Not the Quidditch field. Not the student dorms.

Ah. Of course.

Minerva changed direction abruptly and headed downstairs. She should've looked there first. The Potions classroom.

She peered inside and saw him rather violently chopping up some monkswood. He threw them into the bubbling cauldron, and then glared up at her.

"What do you want?" he asked coolly.

"Harry is different from his father," was what slipped out and she immediately regretted it.

He stopped moving entirely.

"What do you know?" he asked, silky smooth and dangerous. "You weren't the one who had to go through that— that— hell!"

Minerva stayed silent.

"I expected better of you. I thought you would tell them off, but you didn't! All those pranks they did and I could never retaliate because Slytherin are the bad guys aren't they? I thought you would help and you didn't!"

His last yell echoed in the enclosed space, battering at Minerva again and again.

You didn't. You didn't. You didn't. You didn't.

"... I'm sorry," she finally whispered. "I know— I know that doesn't make up for it. Not at all.
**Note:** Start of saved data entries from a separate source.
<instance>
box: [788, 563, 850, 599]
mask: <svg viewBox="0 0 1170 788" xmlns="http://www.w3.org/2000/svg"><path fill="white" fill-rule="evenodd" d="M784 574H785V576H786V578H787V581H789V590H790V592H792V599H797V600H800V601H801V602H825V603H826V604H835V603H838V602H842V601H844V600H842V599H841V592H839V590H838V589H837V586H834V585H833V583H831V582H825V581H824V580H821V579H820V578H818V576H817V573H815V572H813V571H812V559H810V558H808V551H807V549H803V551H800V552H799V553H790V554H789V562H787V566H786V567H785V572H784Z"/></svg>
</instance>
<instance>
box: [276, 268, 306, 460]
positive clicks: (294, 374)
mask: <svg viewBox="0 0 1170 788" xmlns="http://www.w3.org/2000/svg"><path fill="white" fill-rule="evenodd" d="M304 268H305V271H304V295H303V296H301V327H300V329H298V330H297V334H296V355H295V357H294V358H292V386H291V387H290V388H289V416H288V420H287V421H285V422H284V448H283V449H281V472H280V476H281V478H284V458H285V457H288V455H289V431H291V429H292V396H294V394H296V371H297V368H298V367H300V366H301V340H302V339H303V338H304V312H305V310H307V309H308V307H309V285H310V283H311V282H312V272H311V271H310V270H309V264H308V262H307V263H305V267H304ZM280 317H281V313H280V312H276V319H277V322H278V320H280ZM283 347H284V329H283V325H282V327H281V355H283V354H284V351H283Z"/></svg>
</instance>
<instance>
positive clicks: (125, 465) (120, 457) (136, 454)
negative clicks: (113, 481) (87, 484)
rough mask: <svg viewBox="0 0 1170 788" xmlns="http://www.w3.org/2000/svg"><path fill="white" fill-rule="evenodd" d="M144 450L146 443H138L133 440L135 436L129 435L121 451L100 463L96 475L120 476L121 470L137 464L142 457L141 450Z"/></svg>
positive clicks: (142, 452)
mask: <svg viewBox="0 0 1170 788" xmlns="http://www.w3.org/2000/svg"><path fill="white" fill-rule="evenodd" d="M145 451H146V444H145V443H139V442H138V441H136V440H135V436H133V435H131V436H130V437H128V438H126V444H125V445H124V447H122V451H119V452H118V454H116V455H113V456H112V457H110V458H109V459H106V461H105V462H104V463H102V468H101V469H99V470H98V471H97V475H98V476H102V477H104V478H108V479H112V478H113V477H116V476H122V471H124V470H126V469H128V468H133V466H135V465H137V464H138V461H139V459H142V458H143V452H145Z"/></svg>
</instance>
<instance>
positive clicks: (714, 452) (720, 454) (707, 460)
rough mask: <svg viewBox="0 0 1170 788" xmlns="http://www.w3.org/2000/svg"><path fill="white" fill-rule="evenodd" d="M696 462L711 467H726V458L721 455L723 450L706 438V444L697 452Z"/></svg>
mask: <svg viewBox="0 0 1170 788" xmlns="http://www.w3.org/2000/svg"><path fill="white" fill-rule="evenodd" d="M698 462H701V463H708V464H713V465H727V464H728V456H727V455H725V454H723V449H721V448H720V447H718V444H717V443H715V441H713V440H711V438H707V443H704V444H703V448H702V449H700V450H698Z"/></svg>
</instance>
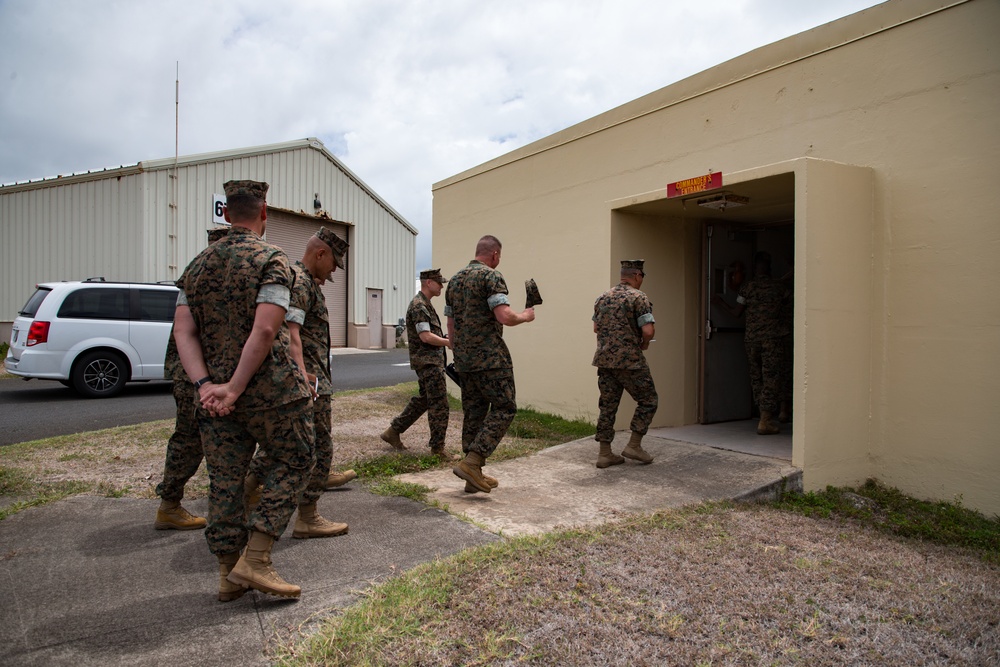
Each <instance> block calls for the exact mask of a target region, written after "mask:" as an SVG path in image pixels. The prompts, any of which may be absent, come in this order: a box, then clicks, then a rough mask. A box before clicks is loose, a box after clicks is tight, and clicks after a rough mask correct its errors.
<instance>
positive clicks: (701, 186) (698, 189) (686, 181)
mask: <svg viewBox="0 0 1000 667" xmlns="http://www.w3.org/2000/svg"><path fill="white" fill-rule="evenodd" d="M721 187H722V172H721V171H717V172H715V173H712V174H708V175H706V176H695V177H694V178H686V179H684V180H683V181H677V182H676V183H668V184H667V198H668V199H669V198H670V197H680V196H682V195H693V194H695V193H696V192H705V191H706V190H714V189H716V188H721Z"/></svg>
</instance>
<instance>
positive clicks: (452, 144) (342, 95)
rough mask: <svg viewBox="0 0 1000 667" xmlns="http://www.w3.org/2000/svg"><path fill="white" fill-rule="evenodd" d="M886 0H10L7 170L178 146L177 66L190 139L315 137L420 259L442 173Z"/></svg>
mask: <svg viewBox="0 0 1000 667" xmlns="http://www.w3.org/2000/svg"><path fill="white" fill-rule="evenodd" d="M875 4H878V2H877V1H875V0H817V1H811V0H708V1H704V0H701V1H698V0H688V1H685V2H680V1H677V0H504V1H499V0H267V1H264V0H229V1H222V0H172V1H170V2H167V1H159V2H155V1H152V0H86V1H84V0H0V183H2V184H7V183H13V182H21V181H26V180H34V179H39V178H45V177H50V176H56V175H59V174H70V173H74V172H85V171H88V170H95V169H102V168H105V167H117V166H119V165H127V164H135V163H136V162H139V161H141V160H152V159H158V158H167V157H172V156H173V155H174V145H175V98H174V90H175V83H174V82H175V79H176V78H177V72H178V68H179V71H180V131H179V151H180V154H181V155H190V154H194V153H205V152H210V151H217V150H228V149H233V148H245V147H249V146H258V145H261V144H269V143H278V142H283V141H289V140H292V139H301V138H305V137H318V138H319V139H320V140H321V141H323V143H324V144H326V146H327V148H328V149H330V151H331V152H333V153H334V154H335V155H336V156H337V157H338V158H339V159H341V160H342V161H343V162H344V163H345V164H346V165H347V166H348V167H349V168H350V169H351V170H352V171H353V172H354V173H355V174H357V175H358V176H359V177H360V178H361V179H362V180H364V181H365V182H366V183H367V184H368V185H369V186H371V187H372V188H373V189H374V190H375V191H376V192H378V193H379V194H380V195H381V196H382V197H383V198H384V199H385V200H386V201H388V202H389V204H390V205H392V206H393V207H394V208H395V209H396V210H397V211H399V212H400V213H401V214H402V215H403V216H404V217H405V218H407V219H408V220H409V221H410V222H411V223H412V224H413V225H414V226H416V227H417V228H418V229H419V230H420V231H421V233H420V235H419V236H418V237H417V267H418V268H423V267H425V266H427V265H429V262H430V247H431V245H430V243H431V184H432V183H435V182H437V181H440V180H442V179H445V178H447V177H449V176H452V175H454V174H457V173H459V172H461V171H464V170H465V169H468V168H470V167H473V166H475V165H477V164H480V163H482V162H485V161H487V160H489V159H491V158H494V157H496V156H498V155H502V154H504V153H506V152H508V151H511V150H513V149H515V148H518V147H520V146H523V145H524V144H527V143H530V142H532V141H534V140H536V139H539V138H541V137H544V136H546V135H549V134H551V133H553V132H556V131H558V130H561V129H563V128H566V127H569V126H570V125H573V124H574V123H577V122H580V121H582V120H585V119H587V118H590V117H591V116H594V115H597V114H599V113H601V112H603V111H606V110H608V109H611V108H614V107H616V106H618V105H620V104H624V103H625V102H628V101H630V100H632V99H635V98H637V97H640V96H642V95H645V94H646V93H650V92H652V91H654V90H657V89H659V88H662V87H664V86H667V85H669V84H671V83H673V82H675V81H678V80H680V79H683V78H685V77H687V76H690V75H691V74H695V73H697V72H699V71H701V70H704V69H707V68H709V67H712V66H713V65H716V64H718V63H720V62H723V61H725V60H729V59H730V58H733V57H735V56H738V55H740V54H742V53H745V52H747V51H750V50H752V49H754V48H756V47H759V46H763V45H765V44H768V43H771V42H774V41H776V40H779V39H781V38H783V37H787V36H789V35H793V34H795V33H798V32H802V31H804V30H808V29H809V28H812V27H815V26H817V25H820V24H823V23H826V22H828V21H832V20H835V19H837V18H840V17H842V16H846V15H847V14H851V13H853V12H856V11H860V10H862V9H865V8H867V7H870V6H872V5H875ZM178 63H179V65H178ZM0 222H2V221H0Z"/></svg>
But I am sorry."

He gave her an unreadable look, and then sighed.

"I accept your apology," he said quietly. Then, muttered, "It was all Potter's fault anyhow."

She wisely pretended she didn't hear that.

As they walked back to the Great Hall for lunch, Minerva spoke up.

"We're still friends, then?" she asked, and a startled expression came across his face.

"Yes..." he said slowly, testing out the word in his mouth. "Friends."

"And about earlier..." Minerva said, amused. "I seem to remember an incident where all the Gryffindor's hair turned pink for a week. They never did find the perpetrator."

Severus stayed silent at that, but a small smile curled up on his face.